Readers’ wildlife photos

May 21, 2021 • 8:00 am

Here are some travel photos by Joe Dickinson. You can enlarge them by clicking on them, and Joe’s captions are indented.

Here is a second set of my favorite photos.

This is a diverse collection of cacti in Baja California.  I can’t identify the species.

This is a campsite in Nine Mile Canyon, Utah, with my wife and our dog, Ruby.  We purchased the camper van when I retired in 2002 and passed it along to her brother-in-law just a few months ago.

Oregon coast near Canon Beach:

The Disney Concert Hall in Los Angeles:

Our Granddaughter, Erin, on Hilton Head Island, South Carolina.  I always imagine her saying “I hereby claim this land in the name of…”  We just attended her high school graduation.  Time flies.

My wife and I on the stairs down to Point Reyes Light.

Kolob Canyon in the redrock area of southern Utah, winter.

Multnomah Falls along the Oregon side of the Columbia Gorge.  We plan to cruise that canyon in a few months.

A personal indulgence if I may.  I am an amateur horn player and had just received a replica of an early 19th century horn of the type that Mozart and Beethoven wrote for, pictured with some typical music written for horns in that style.  The smaller circle is one of a set of interchangeable “crooks” that put the horn into different keys.
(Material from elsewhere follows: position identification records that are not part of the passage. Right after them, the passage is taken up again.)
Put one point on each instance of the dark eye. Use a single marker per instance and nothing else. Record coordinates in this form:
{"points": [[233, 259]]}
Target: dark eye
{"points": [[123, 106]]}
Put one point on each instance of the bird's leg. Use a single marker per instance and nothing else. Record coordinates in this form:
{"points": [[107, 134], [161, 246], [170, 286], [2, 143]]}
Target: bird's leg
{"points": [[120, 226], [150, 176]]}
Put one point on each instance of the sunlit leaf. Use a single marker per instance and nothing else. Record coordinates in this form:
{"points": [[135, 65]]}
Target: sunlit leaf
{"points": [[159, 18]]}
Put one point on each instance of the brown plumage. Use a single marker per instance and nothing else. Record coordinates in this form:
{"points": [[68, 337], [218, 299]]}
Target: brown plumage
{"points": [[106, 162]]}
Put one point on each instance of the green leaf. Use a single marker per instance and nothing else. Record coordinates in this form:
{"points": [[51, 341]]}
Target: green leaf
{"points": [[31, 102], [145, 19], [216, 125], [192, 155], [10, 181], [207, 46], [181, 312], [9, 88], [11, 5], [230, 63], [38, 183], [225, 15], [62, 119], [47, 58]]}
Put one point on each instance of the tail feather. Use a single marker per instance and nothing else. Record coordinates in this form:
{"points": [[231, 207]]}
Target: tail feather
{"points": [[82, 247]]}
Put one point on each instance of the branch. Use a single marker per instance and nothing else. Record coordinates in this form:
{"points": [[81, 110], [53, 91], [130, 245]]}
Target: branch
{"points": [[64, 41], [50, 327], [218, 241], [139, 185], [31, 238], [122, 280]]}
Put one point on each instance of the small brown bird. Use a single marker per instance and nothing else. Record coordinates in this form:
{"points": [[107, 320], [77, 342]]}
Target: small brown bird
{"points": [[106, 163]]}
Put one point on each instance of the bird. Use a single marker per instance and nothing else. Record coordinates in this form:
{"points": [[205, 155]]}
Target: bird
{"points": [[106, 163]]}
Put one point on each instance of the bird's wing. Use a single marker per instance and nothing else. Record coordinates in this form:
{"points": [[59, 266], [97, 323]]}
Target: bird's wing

Another shot along the Oregon coast, near Coos Bay, I think.

Our dog, Ruby, in deep snow at a cabin we had in the Wasatch mountains near Salt Lake City.  She had, shall we say, an unfortunate affinity for snow.

Finally, a view from Zabriskie Point in Death Valley. [JAC: I spent a lot of time in this locality while collecting and releasing flies in California, and there’s a movie called “Zabriskie Point” filmed by Antonioni in 1969. It’s not a very good movie.]

11 thoughts on “Readers’ wildlife photos

  1. Thanks for the lovely photos, Joe. Some of my favorite places: Pt. Reyes and Utah. Climbed Zabriskie Point on a very hot summer day. Agree that the movie’s nogreat shakes.

  2. Lovely collection. I’m a die hard Gorge lover (“Hello, Mighty Columbia!”). I especially like to watch the flora transition from the verdant west to the dry, dry east. Wallula gap is always a delight.

  3. I’ve mostly enjoyed lockdown for giving me an excuse not to go anywhere or do anything, but photos like this remind me that going places and doing things can be really good…..

  4. I can’t identify any of the cacti either but if you ever wanted to then you could watch a few of the Crime Pays But Botany Doesn’t videos on da yootoobs. He’s a salty Chicagoan who lives in Oakland, self-taught, and has quite the following. Worth a look for anyone with an interest in plants.

  5. Thank you for the fun photos – traveling is great. We drove through Death Valley last week (for the first time) and enjoyed it.

  6. A natural horn – wow! Those things are a lot harder to play than a modern valved horn, aren’t they? (Time to get in touch with your inner Joseph Leutgeb!)

  7. Great photos. There was an arch at Point Reyes that collapsed a few years ago. Nine Mile Canyon is remarkable for historic and prehistoric reasons as well as the scenery. My brother-in-law’s mother grew up in Nine Mile Canyon near the upper end.

  8. Oregon coast near Canon Beach:

    Hmmm, interesting geomorphology. Why the several lines of sea stacks, I wonder?

    And who, in the geological surveying of Oregon, was allowed to get away with naming the “Boring Volcanic Field”. OK, after so many square kilometres of flood basalts, I can understand it, but it’s a bit of a harsh thing to say about an innocent set of “Small basalt and basaltic andesite volcanoes located throughout the Portland Basin, and basalt and basaltic andesite flows that cover the plateau above the Oregon side of the Columbia River Gorge.”

    Definitely named on a wet Friday afternoon.